当院のがん治療
treatment

卵巣がん術後再発①

卵巣がん術後再発 60代 女性

免疫療法と放射線短期照射の併用で巨大腹膜播種、肺転移が消失。

診断名

卵巣がん・術後再発
転移部位:腹膜播種、後腹膜リンパ節(図1)

図1

当院の治療までの経緯

2013年に卵巣がんと診断され、手術・抗がん剤・放射線の標準治療を行った。
2015年に再発し、抗がん剤治療を受けてきたが、治療効果が認められず、最終的に緩和ケアを勧められた。

治療内容と経過

治療内容

がん特異的な細胞傷害性T細胞の誘導

この患者さんは放射線治療後に、追加の治療として当院の免疫療法を選択されました。
樹状細胞作製のためのアフェレーシス(成分採血)を施行。
放射線治療後に一度減少した白血球数が回復してきたタイミングで、免疫治療を開始しました。

免疫チェックポイント阻害剤の投与

樹状細胞の局所投与後、がん特異的な細胞傷害性T細胞の疲弊(免疫疲弊)をブロックするため、2週間に1回、合計6回の低用量ニボルマブ(0.3mg/kg)を投与しました(図2参照)。その後、糖尿病のコントロールを開始し、HbA1cや血糖値の低下と並行して低用量ニボルマブを投与しました。

経過

 この患者さんも樹状細胞局所注射後とニボルマブ投与後には、一過性の発熱がみられました。

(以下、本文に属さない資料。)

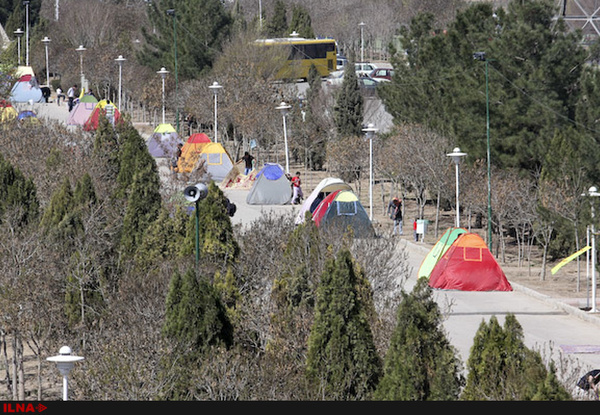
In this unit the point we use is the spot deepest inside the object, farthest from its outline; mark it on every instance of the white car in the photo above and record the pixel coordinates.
(364, 69)
(335, 78)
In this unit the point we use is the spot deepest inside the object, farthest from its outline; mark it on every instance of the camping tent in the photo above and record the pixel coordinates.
(271, 187)
(468, 265)
(438, 250)
(326, 186)
(163, 141)
(190, 152)
(212, 158)
(341, 209)
(82, 111)
(27, 117)
(7, 111)
(107, 108)
(216, 161)
(26, 89)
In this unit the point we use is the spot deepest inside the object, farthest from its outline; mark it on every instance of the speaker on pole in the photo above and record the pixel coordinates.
(195, 192)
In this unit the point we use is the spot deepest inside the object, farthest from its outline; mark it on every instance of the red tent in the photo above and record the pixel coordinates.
(468, 265)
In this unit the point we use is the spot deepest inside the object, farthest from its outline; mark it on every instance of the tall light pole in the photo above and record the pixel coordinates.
(19, 33)
(370, 134)
(215, 87)
(482, 57)
(26, 4)
(65, 361)
(284, 109)
(456, 155)
(80, 50)
(120, 61)
(362, 55)
(171, 12)
(46, 41)
(163, 73)
(593, 192)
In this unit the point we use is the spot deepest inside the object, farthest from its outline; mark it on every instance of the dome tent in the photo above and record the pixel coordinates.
(271, 187)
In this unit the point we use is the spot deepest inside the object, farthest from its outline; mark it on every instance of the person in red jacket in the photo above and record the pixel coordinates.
(297, 188)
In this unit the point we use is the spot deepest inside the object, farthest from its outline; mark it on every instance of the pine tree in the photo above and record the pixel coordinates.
(420, 364)
(197, 29)
(301, 22)
(143, 207)
(215, 232)
(348, 110)
(277, 26)
(195, 316)
(501, 367)
(342, 361)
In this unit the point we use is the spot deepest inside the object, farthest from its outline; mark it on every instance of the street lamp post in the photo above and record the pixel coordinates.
(362, 56)
(26, 4)
(370, 134)
(593, 192)
(482, 57)
(80, 50)
(284, 109)
(171, 12)
(65, 362)
(46, 41)
(19, 33)
(456, 155)
(163, 73)
(120, 61)
(215, 87)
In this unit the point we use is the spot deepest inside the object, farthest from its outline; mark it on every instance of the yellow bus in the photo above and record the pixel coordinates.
(301, 53)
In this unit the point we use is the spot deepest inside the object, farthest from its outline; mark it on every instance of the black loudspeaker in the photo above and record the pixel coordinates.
(195, 192)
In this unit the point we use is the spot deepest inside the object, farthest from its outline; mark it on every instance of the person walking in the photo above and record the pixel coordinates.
(71, 93)
(395, 212)
(248, 163)
(59, 95)
(297, 188)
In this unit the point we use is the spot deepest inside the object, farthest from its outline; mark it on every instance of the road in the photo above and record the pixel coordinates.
(550, 326)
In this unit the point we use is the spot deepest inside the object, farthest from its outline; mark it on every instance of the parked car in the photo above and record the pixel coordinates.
(363, 69)
(335, 78)
(368, 86)
(341, 62)
(382, 73)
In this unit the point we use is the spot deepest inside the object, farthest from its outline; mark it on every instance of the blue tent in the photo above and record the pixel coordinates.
(271, 187)
(26, 89)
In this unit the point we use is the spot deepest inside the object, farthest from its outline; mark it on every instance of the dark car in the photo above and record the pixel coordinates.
(381, 73)
(368, 86)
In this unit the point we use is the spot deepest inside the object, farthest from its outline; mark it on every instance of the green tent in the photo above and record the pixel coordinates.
(438, 250)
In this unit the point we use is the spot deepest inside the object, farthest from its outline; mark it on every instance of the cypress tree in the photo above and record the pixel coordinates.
(348, 109)
(501, 367)
(420, 364)
(195, 316)
(17, 192)
(200, 27)
(277, 26)
(342, 361)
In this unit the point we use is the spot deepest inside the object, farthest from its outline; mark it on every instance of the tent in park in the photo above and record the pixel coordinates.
(82, 111)
(271, 187)
(468, 265)
(26, 89)
(105, 107)
(163, 141)
(7, 111)
(341, 209)
(438, 250)
(324, 188)
(209, 158)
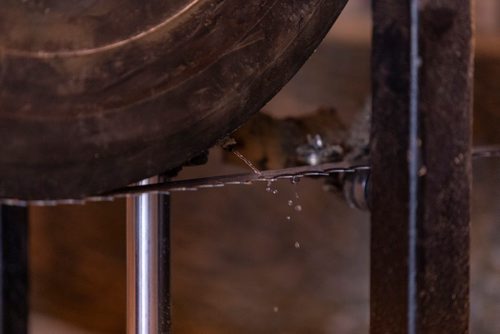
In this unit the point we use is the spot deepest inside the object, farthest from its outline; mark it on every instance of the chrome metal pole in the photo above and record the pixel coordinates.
(148, 257)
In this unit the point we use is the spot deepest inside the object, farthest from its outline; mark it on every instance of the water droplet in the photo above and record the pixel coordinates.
(247, 162)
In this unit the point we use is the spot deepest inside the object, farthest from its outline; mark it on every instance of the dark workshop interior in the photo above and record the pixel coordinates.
(298, 257)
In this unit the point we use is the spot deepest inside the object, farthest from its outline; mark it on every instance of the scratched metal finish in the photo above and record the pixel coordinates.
(96, 95)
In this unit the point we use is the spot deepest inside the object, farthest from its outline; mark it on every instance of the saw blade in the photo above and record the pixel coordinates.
(492, 151)
(293, 173)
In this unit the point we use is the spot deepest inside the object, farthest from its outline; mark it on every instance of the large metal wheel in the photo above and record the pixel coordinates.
(98, 94)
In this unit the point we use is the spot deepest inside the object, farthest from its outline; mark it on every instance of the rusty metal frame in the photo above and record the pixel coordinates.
(421, 166)
(13, 269)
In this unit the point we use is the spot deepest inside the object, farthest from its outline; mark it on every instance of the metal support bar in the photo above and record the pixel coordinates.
(14, 269)
(421, 166)
(148, 263)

ニボルマブ投与3回目から腫瘍マーカーが上昇傾向となったため、ニボルマブによるPD-1のブロックだけではなく、がん微小環境における免疫抑制因子を抑える治療、および糖尿病の治療などを並行して行いました。糖尿病のコントロールを開始した後、HbA1cや血糖値の低下と並行して低用量ニボルマブを投与したところ、CA125の上昇を抑えることに成功しました(図2の腫瘍マーカー(CA125)グラフ上の部分)。

腫瘍マーカー

考察

 これまでに糖尿病を患っている方のがん免疫療法を何度か行っています。今回とは別の患者さんですが、糖尿病治療薬のために低血糖発作を起こした期間に急激な腫瘍マーカーの上昇となったことがありました。糖尿病薬の服薬を止めてもらって血糖値を高めに維持したところ、腫瘍マーカーが急激に下がり、免疫治療の効果が著明に改善したことがあります。
 がん細胞と同じく、リンパ球の糖代謝も解糖系がメインになっており、適度な糖を供給しないとリンパ球の活性が低下し、免疫治療の効果が不十分になってしまいます。つまり、糖質制限などの栄養管理はがん免疫療法には、むしろ不利に働くのです。余談ですが、数年前に、がん細胞の増殖には糖質ではなく、あるアミノ酸が関与していることが報告されています。必ずしも糖質制限をしたからといって、がんの増殖を抑えられることにはならないようです。 (参考:How cancer cells fuel their growths)
 今回の患者さんはがんになる前から糖尿病を患っており、当院のがん治療中も糖尿病の治療を行っていましたが、治療初期のがん病状の改善とは逆に糖尿病は悪化していました。その後、糖尿病のコントロールをしっかりと行った結果、再上昇したマーカーが一ヶ月弱で正常範囲まで低下し、現在(2019年12月)はCR(完全寛解)の状態になっています。  このように、がんに対する免疫治療の効果を上げるためには生活習慣病などのコントロールも必要な場合があります。今回の例では、糖尿病をコントロールすることによって、結果的に免疫療法の効果を増強させることができたと考えています。